NSA Competition Leads

Dr. Deborah Frincke - Director of Research, NSA
Dr. Adam Tagert - Science of Security, NSA Information Assurance Research

Distinguished Expert Reviewers

  • Dr. Whitfield Diffie - Cybersecurity Advisor
  • Dr. Daniel Earl Greer Jc., Sc.D. - Chief Information Security Officer at In-Q-Tel
  • John D. McLean - Superintendent of the Naval Research Laboratory's Information Technology Division (ITD)
  • M. Angela Sasse - Professor of Human-Centered Technology and Head of Information Security Research in the Department of Computer Science at University College London (UCL), UK
  • Fred B. Schneider - Samuel B. Eckert Professor of Computer Science at Cornell University
  • Phil Venables - Chief Information Risk Officer at Goldman Sachs
  • David A. Wagner - Assistant Professor in the Computer Science Division at the University of California, Berkeley
  • Jeannette Wing - Vice President, head of Microsoft Research International

NSA Reviwers

The papers were reviewed by a team of experts drawn from various backgrounds across NSA.

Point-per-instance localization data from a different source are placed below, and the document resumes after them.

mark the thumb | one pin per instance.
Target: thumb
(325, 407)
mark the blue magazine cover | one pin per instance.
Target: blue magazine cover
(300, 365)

About the 4th Annual Paper Competition

The Best Scientific Cybersecurity Paper Competition is sponsored yearly by NSA's Research Directorate and reflects the Agency's desire to increase scientific rigor in the cybersecurity field. This competition was established to recognize current research that exemplifies the development of scientific rigor in cybersecurity research. SoS is a broad enterprise, involving both theoretical and empirical work across a diverse set of topics. While there can only be one best paper, no single paper can span the full breadth of SoS topics. Nevertheless, work in all facets of security science is both needed and encouraged.